In a recent study published in PLOS One, researchers developed a causal model to analyze severe acute respiratory syndrome coronavirus 2 (SARS-CoV-2) viral load distribution as a function of patients’ age.
Background
The true extent to which adolescents and children get infected by SARS-CoV-2 is not well known. Their role in community transmission of SARS-CoV-2 is contingent on symptoms, viral load, behavior, susceptibility, and existing mitigation strategies. Viral load is the concentration of the virus in the upper airways and is typically expressed as viral RNA copies per milliliter of sample.
Viral load is inferred from a specimen’s cycle threshold (Ct) value in a reverse-transcription polymerase chain reaction (RT-PCR) test. Several studies have investigated whether children and adults exhibit differential viral loads during coronavirus disease 2019 (COVID-19). Viral load is a critical variable that could help predict the severity and mortality of COVID-19.
About the study
The present study examined viral load as a proxy for SARS-CoV-2 infectivity and re-analyzed age-stratified data previously reported by another research group through a non-parametric, Bayesian, and causal model. Since the COVID-19 outbreak, efforts have been made to identify whether individuals of specific age groups are more susceptible to infection than others.
To explain the SARS-CoV-2 viral load and age data, a model should integrate fundamental knowledge about the causal relationship between viral load and age. A non-parametric, causal model was developed and applied to the data. RT-PCR viral load data from the Charite Institute of Virology and Labor, Germany. These data were obtained with two PCR instruments – Roche Cobas 6800/8800 and Roche LightCycler 480 II.
The cobas dataset, denoted by dC, comprised approximately 2,200 data points, whereas the LC480 (dL) dataset comprised around 1,350 data points. The analyzed dataset consisted of indexed pairs of age (x) and log-viral load (y) for each of the ‘N’ infected patients. Two lower data-filtering thresholds for viral loads were defined – ymin (3.8) and y’min (5.4) and any data point with a viral load lower than ymin and y’min was discarded. The two datasets were first analyzed by excluding data below ymin and then below y’min.
Findings
The authors observed, in general, a descending trend in viral load probability distribution for all datasets and age groups. The dC dataset showed significant differences in the viral load for different age groups. The distribution had a distinct maximum for viral loads equal to or above 8 (in log units) for patients older than 60. The researchers noted that this was not a consequence of an over-fit of sample noise but was triggered by data. This meant that the differences in the real data were not just a shot noise effect.
For the causal structure x → y (age influences viral load), there was evidence in the dC dataset for age-dependent viral load distribution. The log-evidence ratio for the dC dataset explicitly favored the dependent model, but it decreased when y’min was considered the lower threshold. The log-evidence ratio was low for the reverse causal relation y → x (viral load influences age), indicating no robust y → x structure in the data.

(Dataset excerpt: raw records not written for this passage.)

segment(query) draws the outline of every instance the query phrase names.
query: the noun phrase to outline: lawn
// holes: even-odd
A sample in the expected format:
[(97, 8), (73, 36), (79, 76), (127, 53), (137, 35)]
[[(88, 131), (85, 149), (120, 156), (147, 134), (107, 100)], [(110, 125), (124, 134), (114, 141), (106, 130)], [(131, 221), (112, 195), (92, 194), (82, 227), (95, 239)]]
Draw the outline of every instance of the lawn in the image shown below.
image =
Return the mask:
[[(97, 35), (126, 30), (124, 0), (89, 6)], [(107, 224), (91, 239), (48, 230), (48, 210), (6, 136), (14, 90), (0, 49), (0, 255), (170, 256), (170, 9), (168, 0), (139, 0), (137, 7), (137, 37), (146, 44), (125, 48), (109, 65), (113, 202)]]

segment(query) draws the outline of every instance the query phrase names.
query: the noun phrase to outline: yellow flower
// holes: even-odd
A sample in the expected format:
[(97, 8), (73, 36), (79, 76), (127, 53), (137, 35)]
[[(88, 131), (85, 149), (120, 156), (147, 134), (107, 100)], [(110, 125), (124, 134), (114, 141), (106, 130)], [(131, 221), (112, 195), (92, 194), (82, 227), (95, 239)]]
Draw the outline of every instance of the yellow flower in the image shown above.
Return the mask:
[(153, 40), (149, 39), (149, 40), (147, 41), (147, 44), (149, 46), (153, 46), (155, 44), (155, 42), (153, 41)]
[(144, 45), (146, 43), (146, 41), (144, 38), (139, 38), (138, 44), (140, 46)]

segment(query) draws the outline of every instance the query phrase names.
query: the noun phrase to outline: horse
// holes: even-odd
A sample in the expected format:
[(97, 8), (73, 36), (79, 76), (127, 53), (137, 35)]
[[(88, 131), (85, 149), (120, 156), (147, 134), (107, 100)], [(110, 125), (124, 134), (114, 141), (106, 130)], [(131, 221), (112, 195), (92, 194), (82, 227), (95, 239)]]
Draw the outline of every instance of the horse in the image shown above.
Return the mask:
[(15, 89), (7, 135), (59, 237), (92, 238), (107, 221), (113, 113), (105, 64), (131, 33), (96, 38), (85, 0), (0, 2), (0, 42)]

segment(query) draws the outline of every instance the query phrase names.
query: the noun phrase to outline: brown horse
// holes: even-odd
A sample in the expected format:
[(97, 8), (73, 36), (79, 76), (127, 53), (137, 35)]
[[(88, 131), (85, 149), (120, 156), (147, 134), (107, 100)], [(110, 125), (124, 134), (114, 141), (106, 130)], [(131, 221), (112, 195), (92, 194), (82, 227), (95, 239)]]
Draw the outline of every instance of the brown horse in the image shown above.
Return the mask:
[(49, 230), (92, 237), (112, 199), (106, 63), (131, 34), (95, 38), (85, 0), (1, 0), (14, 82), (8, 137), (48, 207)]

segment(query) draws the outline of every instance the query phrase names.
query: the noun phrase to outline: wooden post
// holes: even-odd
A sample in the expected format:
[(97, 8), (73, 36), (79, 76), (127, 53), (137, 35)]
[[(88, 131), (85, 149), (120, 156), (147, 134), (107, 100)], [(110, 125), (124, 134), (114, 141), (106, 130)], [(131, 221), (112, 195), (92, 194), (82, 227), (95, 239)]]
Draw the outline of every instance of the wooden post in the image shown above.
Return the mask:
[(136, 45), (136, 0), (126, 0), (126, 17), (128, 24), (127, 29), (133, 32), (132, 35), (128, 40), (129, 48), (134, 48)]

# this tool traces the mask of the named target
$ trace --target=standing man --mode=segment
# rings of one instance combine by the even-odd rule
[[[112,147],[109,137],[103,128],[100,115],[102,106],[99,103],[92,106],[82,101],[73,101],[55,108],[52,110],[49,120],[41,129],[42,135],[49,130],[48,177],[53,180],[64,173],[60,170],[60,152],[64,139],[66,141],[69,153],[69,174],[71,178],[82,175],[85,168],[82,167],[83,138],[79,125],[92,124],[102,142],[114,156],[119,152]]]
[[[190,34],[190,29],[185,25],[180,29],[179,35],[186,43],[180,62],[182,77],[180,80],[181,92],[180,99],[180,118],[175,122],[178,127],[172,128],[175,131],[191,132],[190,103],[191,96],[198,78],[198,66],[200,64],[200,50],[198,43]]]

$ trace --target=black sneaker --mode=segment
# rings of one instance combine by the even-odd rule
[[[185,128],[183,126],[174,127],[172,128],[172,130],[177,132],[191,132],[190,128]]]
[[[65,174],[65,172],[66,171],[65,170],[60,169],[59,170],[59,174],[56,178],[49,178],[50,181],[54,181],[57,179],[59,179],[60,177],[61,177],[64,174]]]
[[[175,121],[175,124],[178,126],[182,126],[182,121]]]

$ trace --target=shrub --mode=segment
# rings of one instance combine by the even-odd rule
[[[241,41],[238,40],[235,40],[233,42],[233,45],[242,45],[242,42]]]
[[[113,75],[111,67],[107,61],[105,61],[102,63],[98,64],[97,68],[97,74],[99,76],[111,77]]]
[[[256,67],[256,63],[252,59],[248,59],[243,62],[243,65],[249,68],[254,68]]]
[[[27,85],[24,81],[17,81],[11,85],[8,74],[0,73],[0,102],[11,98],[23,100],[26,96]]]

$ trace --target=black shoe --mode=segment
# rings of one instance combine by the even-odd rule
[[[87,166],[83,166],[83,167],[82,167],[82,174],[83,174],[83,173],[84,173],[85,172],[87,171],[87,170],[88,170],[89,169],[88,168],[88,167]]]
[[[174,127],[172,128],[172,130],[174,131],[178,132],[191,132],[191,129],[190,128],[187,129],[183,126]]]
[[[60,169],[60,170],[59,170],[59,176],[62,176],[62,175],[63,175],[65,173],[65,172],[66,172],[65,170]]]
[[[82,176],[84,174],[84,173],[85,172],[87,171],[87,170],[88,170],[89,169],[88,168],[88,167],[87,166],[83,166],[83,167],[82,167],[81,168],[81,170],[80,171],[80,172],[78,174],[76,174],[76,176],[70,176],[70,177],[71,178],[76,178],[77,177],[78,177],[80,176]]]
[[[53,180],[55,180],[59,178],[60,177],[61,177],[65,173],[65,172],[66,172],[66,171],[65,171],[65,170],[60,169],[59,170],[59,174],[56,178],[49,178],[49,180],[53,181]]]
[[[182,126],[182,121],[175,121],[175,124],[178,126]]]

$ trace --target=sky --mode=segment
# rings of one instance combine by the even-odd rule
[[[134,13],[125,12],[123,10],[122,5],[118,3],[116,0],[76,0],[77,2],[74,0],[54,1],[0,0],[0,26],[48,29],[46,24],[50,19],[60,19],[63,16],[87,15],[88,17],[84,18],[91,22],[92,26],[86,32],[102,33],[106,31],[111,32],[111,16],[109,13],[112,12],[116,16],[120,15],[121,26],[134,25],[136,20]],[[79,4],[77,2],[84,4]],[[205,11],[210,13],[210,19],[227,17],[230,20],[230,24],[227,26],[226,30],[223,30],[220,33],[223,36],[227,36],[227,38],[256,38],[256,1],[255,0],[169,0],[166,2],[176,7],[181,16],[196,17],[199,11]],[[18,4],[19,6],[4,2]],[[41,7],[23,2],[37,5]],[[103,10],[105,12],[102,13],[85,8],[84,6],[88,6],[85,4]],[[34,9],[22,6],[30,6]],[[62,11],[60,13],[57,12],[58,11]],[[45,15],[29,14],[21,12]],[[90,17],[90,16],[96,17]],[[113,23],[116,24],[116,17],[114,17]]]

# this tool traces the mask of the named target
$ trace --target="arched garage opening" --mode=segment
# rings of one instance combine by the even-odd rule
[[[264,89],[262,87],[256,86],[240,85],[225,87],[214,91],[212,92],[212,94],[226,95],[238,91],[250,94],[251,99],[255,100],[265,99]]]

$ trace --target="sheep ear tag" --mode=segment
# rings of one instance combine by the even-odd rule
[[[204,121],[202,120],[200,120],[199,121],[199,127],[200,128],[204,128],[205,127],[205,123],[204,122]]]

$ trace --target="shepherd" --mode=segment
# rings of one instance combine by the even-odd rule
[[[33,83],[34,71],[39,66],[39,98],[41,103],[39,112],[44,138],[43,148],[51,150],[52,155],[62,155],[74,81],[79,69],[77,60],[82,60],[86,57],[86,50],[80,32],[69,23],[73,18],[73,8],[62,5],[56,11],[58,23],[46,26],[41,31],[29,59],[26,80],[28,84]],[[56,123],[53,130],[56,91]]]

The log-evidence ratios for the dL dataset for either threshold favored an independent model. The authors performed data randomizations multiple times to generate several randomized datasets. Randomizations were repeated to validate and calibrate evidence ratio computation. The log-evidence ratios between causal (dependent) and independent models for 10 randomized datasets were much lower than for the original datasets.
Next, the authors investigated whether the age difference(s) in viral load distribution would be relevant for infection dynamics. To this end, viral load was linked to infectivity, the probability of transmitting infection. The team used a probit distribution-based ‘projected virus isolation success’ as a proxy for infectivity. There were no larger differences in the projected infectivity across different age groups. This meant that, at maximum, a 50% difference (more likely a smaller one) in infectivity could be anticipated due to differential viral loads across age groups.
Conclusions
In summary, the authors found that differences in SARS-CoV-2 viral load distribution across age groups in the dC dataset were statistically significant. They observed a statistically significant increase in viral load with age, a trend that fits the generally accepted notion of a weaker immune response as age advances.
As such, its impact on the infectivity of different age groups was moderate. Overall, the findings underscored that viral load was only modestly age-dependent, concordant with evidence from the literature. The authors suggested that the described models could be adapted easily for general purposes and may be used for future SARS-CoV-2 variants or pandemics.